Project

General

Profile

Actions

Bug #10511

closed

fix for #9940 causes dramatic performance regression

Added by os97673 (Oleg Sukhodolsky) over 9 years ago. Updated about 9 years ago.

Status:
Closed
Target version:
ruby -v:
ruby 2.1.3p242 (2014-09-19 revision 47630) [x86_64-darwin14.0]
[ruby-core:66282]

Description

Originally reported against debase gem (https://github.com/denofevil/debase/issues/16)
After fix for #9940 running anything under debugger became about 4 times slower.
I've verified that we I revert the fix performance is restored.
To reproduce you could get https://github.com/railstutorial/sample_app_rails_4 and run rspec rake task under debugger (I've used RubyMine for this because debase is used as
debugger's backend there)
Performance with 2.1.2 it takes about 20 seconds on my laptop, with 2.1.3 - almost 80 seconds :(
The same problem is observable with 2.1.4 and 2.1.5 too.
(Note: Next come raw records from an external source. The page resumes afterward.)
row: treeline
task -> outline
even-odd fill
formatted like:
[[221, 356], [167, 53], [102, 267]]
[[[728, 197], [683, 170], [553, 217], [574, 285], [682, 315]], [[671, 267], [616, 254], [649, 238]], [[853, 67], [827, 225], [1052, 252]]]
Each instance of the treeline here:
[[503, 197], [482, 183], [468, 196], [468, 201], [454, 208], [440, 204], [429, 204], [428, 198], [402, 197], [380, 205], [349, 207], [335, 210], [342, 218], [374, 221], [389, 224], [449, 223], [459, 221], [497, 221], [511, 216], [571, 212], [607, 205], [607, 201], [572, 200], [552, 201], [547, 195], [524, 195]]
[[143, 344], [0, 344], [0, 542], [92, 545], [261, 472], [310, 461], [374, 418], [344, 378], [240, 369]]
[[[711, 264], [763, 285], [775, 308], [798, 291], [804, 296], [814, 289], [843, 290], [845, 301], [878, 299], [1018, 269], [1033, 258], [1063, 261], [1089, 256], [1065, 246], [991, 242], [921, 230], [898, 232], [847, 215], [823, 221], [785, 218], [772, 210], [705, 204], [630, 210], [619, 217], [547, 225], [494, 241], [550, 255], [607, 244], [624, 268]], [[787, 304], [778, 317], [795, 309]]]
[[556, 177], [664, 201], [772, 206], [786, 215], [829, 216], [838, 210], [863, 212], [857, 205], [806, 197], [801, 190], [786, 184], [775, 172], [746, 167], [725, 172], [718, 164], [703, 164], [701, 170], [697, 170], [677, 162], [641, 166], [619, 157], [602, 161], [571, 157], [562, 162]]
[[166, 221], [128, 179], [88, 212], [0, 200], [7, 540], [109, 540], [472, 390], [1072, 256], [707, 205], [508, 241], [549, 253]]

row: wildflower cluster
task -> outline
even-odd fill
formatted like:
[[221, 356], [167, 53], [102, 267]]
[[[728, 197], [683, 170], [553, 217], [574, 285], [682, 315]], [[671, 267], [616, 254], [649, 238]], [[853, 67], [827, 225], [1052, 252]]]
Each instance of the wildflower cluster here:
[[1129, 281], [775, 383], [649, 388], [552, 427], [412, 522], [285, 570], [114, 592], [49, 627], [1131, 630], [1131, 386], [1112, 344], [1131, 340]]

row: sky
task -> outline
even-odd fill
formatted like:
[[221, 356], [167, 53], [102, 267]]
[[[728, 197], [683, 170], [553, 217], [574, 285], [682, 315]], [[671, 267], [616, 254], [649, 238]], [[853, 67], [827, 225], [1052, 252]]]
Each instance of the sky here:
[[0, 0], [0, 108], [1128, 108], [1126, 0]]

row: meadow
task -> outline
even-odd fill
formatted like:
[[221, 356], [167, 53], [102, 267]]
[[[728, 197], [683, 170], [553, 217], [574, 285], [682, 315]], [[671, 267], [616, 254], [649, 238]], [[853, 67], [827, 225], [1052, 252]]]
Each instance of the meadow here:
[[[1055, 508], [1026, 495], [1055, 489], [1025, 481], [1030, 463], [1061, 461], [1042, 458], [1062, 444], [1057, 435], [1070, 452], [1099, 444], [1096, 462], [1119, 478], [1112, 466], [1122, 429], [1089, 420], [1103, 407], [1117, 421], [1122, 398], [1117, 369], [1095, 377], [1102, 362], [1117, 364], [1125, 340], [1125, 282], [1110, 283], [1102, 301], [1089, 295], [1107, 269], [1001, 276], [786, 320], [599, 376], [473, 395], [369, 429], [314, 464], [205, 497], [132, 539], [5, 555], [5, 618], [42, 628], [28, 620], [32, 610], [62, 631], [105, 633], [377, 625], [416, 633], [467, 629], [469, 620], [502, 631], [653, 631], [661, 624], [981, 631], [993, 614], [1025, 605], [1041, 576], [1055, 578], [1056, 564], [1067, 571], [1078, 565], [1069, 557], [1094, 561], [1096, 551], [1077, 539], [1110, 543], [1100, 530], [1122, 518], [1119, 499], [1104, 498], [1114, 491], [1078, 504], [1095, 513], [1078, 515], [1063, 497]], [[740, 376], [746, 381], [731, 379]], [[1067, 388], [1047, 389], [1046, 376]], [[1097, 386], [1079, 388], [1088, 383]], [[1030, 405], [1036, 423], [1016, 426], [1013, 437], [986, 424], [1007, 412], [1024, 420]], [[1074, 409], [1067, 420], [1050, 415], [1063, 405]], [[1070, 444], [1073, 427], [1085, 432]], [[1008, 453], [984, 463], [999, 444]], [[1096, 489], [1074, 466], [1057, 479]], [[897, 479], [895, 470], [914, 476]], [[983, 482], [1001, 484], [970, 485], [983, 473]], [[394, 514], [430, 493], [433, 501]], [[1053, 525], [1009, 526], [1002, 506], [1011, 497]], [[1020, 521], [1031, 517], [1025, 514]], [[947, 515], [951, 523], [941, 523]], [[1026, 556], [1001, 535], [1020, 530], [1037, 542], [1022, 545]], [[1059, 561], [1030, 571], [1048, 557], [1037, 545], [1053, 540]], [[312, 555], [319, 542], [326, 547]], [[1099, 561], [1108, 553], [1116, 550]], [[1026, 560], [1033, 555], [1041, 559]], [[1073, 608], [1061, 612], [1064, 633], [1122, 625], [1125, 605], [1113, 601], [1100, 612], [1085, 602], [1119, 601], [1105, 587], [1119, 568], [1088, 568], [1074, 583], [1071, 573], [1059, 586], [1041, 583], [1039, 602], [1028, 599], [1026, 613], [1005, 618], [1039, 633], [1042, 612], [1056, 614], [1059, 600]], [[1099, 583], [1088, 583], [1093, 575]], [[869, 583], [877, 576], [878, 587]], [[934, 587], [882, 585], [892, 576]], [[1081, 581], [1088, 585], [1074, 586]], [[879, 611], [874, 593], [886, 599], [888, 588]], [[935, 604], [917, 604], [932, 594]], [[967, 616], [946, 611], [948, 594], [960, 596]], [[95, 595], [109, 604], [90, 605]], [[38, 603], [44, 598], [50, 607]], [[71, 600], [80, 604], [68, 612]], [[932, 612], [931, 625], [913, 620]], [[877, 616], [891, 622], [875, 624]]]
Updated by ko1 (Koichi Sasada) over 9 years ago

Thank you for your report.

Could you make small benchmark program to debug it?

Updated by denofevil (Dennis Ushakov) over 9 years ago

I was not able to achieve 4x on a simple benchmark, but the difference is quite big:

require 'benchmark'

N = 10000
RECURSION = 1000

def recurse(i)
	recurse(i - 1) if i > 0
end

TracePoint.new(:call, :return, :c_call, :c_return, :line){|tp|
	tp.lineno
}.enable

puts Benchmark.measure { N.times { recurse(RECURSION) } }

Results are:

2.1.2 - 14.000000   0.070000  14.070000 ( 14.640882)
2.1.5 - 16.980000   0.030000  17.010000 ( 17.294063)

Results without tracepoint:

2.1.2 - 0.810000   0.000000   0.810000 (  0.890800)
2.1.5 - 0.830000   0.000000   0.830000 (  0.855288)

(almost no difference between versions)

Updated by os97673 (Oleg Sukhodolsky) over 9 years ago

I've tried the simple benchmark with 2.1.3 I've built myself and results are:
9.420000 0.010000 9.430000 ( 9.449823)
Than I've removed for #9940, rebuilt 2.1.3 and results are
8.200000 0.030000 8.230000 ( 8.265794)

Updated by ko1 (Koichi Sasada) over 9 years ago

ruby 2.2.0dev (2014-11-17 trunk 48465) [i386-mswin32_110]
 21.466000   0.000000  21.466000 ( 21.572857)

ruby 2.0.0p402 (2014-02-11 revision 44911) [i386-mswin32_110]
 13.634000   0.000000  13.634000 ( 13.737744)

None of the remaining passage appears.